A sudden jump in earthquakes more than a year ago in the Oklahoma region prompted geologists from the Oklahoma Geological Survey (OGS) at University of Oklahoma to look into whether or not there was a correlation with hydraulic fracturing, most commonly referred to as fracking. Magnitude 3 earthquakes were happening almost twice daily on average.
At first, the OGS did not fully reveal their findings, stifled by pressure from oil industry executives.
But then, the OGS made a joint statement with US Geological Survey (USGS) in October 2013, stating that wastewater disposal, among other things, could be a contributing factor, which caused oil industry executives some anxiety, according to an article by trade daily Energy Wire.
EnergyWire obtained emails revealing that OGS was pressured into not mentioning that most of the earthquakes were manmade and they had been keeping quiet about it since 2010.

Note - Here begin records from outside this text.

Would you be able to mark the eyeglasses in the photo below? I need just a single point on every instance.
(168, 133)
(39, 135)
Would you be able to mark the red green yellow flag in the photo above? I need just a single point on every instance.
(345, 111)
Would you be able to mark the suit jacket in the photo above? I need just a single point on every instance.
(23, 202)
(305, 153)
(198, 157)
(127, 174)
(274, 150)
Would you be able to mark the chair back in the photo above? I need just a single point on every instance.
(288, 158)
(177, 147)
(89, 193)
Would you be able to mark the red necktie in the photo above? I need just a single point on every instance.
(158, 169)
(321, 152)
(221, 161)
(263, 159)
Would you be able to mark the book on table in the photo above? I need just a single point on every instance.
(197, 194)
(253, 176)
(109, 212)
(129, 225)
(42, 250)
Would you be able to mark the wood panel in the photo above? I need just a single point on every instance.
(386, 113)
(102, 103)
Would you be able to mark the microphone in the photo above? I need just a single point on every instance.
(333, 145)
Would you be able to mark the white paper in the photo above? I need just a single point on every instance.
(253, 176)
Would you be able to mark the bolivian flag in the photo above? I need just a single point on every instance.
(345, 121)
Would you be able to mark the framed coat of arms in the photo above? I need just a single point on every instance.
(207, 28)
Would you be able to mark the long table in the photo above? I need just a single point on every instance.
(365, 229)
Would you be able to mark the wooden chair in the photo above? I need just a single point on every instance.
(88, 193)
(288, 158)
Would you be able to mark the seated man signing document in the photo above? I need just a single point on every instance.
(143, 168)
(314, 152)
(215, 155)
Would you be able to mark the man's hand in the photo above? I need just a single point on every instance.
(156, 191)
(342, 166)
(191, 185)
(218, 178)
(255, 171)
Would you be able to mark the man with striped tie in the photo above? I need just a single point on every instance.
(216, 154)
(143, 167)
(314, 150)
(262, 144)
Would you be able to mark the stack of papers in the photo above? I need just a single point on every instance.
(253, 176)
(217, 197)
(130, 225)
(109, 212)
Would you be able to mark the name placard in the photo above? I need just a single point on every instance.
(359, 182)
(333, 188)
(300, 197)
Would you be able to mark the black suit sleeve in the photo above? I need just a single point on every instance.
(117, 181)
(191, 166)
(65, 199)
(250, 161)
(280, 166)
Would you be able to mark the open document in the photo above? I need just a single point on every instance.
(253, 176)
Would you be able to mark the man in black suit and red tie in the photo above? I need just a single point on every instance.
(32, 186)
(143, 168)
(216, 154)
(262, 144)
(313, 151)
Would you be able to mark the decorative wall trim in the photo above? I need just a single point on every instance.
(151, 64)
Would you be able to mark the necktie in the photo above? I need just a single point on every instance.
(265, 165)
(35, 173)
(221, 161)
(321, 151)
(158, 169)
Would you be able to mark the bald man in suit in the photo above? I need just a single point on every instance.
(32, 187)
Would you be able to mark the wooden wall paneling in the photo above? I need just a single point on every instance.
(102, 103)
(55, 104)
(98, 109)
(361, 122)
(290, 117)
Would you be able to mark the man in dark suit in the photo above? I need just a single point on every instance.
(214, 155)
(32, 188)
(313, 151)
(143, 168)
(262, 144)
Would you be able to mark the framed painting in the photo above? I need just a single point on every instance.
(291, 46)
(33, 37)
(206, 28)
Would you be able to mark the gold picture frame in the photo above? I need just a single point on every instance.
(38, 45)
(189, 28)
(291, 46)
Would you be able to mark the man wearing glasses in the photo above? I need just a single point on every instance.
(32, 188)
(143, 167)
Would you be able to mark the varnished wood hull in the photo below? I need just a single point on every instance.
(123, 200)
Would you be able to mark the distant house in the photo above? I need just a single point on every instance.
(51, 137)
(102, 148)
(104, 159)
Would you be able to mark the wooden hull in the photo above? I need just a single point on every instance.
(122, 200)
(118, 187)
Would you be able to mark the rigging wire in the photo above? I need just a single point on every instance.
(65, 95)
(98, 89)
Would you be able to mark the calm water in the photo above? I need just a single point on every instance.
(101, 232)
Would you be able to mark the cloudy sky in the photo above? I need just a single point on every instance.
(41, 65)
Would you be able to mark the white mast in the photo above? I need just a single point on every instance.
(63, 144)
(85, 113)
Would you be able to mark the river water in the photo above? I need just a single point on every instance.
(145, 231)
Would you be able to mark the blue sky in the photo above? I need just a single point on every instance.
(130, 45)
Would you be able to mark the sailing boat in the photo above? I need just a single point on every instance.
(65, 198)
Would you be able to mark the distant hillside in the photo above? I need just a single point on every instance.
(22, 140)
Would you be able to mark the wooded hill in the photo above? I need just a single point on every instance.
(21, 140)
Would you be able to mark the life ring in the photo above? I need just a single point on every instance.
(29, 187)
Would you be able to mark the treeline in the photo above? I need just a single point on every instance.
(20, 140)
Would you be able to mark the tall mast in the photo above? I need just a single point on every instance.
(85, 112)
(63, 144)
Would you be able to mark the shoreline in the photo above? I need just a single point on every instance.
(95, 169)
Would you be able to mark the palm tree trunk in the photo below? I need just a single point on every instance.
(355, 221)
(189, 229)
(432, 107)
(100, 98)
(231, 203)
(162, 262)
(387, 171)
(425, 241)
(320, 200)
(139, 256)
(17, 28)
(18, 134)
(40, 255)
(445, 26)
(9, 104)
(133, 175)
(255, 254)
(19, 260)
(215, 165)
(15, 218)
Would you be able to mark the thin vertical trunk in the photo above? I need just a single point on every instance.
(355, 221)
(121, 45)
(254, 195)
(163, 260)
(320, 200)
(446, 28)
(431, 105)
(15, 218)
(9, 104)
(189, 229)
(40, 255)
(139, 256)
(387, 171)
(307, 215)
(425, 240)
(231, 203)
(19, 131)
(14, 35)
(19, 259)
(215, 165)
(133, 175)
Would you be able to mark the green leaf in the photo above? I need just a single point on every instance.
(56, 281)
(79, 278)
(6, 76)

In one of the emails, an OGS scientist, Austin Holland, who knew there was a link, was being pressured by oil executives not to discuss it. Earlier he made the excuse that there was not any direct scientific proof connecting earthquakes with fracking.
“Researchers in Oklahoma, notably Austin Holland … have repeatedly said the increase in seismic activity cannot be fully explained by man-made causes,” Oklahoma Independent Petroleum Association (OIPA) President Mike Terry said in a 2013 statement, pointing to Holland’s earlier scientific skepticism.
Holland’s research did produce unsettling data from the southern town of Marietta, but he still would not connect it to fracking. After the joint announcement, he was confronted by his superiors at the university and Oklahoma Corporation Commission (OCC), a main regulatory body for oil and gas.
A leading donor to the University of Oklahoma, Continental Resources Chairman Harold Hamm who was Mitt Romney’s energy adviser, was also interested in speaking to Holland, says the Energy Wire report.
According to email exchanges with his superiors, Holland explained to Continental and the OCC that his input only benefited the USGS assessment, but that “Continental does not feel induced seismicity is an issue and they are nervous about any dialog about the subject.”
“They are in the denial phase that this is a possibility,” he wrote of the executives.
Among the interested parties in Holland’s discussions with his bosses was Patrice Douglas, then-OCC commissioner, who was running for Congress at the time. Allegedly she was receiving sizable campaign funds from Continental, which included money from Hamm.
Other geologists have warned that the onslaught of smaller quakes could lead to an increase in bigger ones.